Cada tarde tomo el colectivo para ir a la zona sur. Subirse al bondi en Rosario es toda una experiencia, ni hablar en horas pico y en las líneas más usadas, esas que se meten en el corazón de los barrios populares. Casi siempre llenos cuando pasan por el centro, el 122, el 133 o el 143 permiten encontrarse cara a cara con la ciudad verdadera.
Muchos de los rasgos de esa ciudad no son precisamente bellos. Tanta gente viaja sin ver nada, cansada o enfrascada en las preocupaciones del día. Casi nadie mira hacia afuera. Y afuera, ahora que es primavera, pueden verse los lapachos en flor. O alguna santa rita que ilumina un muro. Pero los auriculares están clavados en las orejas y los ojos de los que escuchan están vacíos.
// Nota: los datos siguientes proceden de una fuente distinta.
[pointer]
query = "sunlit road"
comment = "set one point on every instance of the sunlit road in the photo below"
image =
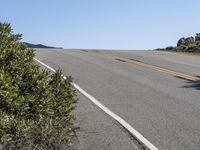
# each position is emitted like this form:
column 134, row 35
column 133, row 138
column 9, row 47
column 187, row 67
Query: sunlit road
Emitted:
column 157, row 93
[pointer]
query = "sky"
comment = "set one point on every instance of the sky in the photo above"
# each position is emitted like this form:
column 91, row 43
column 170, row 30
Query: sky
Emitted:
column 103, row 24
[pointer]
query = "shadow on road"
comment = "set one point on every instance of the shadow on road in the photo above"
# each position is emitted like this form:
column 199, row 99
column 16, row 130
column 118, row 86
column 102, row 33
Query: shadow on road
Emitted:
column 193, row 84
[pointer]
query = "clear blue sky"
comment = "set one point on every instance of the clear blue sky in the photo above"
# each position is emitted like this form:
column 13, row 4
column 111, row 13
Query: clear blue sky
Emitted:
column 122, row 24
Otros sólo ven la pantalla del celular. Esa es toda la realidad que captan. Y algunos simplemente hablan, hablan, hablan. ¿Escucharán?
Aunque hay excepciones. Por ejemplo, quienes leen el diario. Casi todos superan la cuarentena. En cambio, algunos jóvenes se sumergen en un libro.
Eso me hace sonreír. Hace poco, una muchacha que tendría veinticuatro o veinticinco años estaba concentrada en las páginas de una novela tan inolvidable como olvidada.
Doctor Zhivago, del gran escritor ruso Boris Pasternak, quedó grabada a fuego en la memoria colectiva no tanto por el libro en sí mismo sino por la versión cinematográfica dirigida por el inglés David Lean (el mismo de Lawrence de Arabia), donde brilló Julie Christie en el papel de Lara. Tal vez la joven que aferraba entre sus dedos delicados, en el vértigo de la tarde rosarina, un ejemplar de la vieja edición de Noguer no supiera nada de todo eso. Pero su vista estaba fija en las palabras. Yo volví a sonreír. Ella no se dio cuenta.
Muchas veces me siento en el asiento trasero. Los que se instalan allí forman una verdadera cofradía. Casi siempre se viaja mirando fijo hacia adelante: observar al vecino del costado puede ser mal entendido. Sin embargo, hace unas semanas no pude evitar mirar hacia el costado y para colmo hacia abajo. Es a que mi vecino de asiento, imperturbable, no le importaron en lo más mínimo los recurrentes bocinazos del tránsito rosarino y sacó de un portafolio nada más y nada menos que Palmeras Salvajes, del gran William Faulkner.
Mis cejas se habrán levantado al menos medio metro por el asombro. Claro, no es habitual tropezarse con un lector de la traducción de Borges de The Wild Palms y menos a bordo del 122. El tipo, indiferente a mi sorpresa (y a mi mirada), se puso a leer con calma oriental. Yo no pude con mi curiosidad. "Hay que animarse a leer a Faulkner en medio de este quilombo", disparé. El tipo me miró. "Una maravilla", dijo. Y siguió leyendo.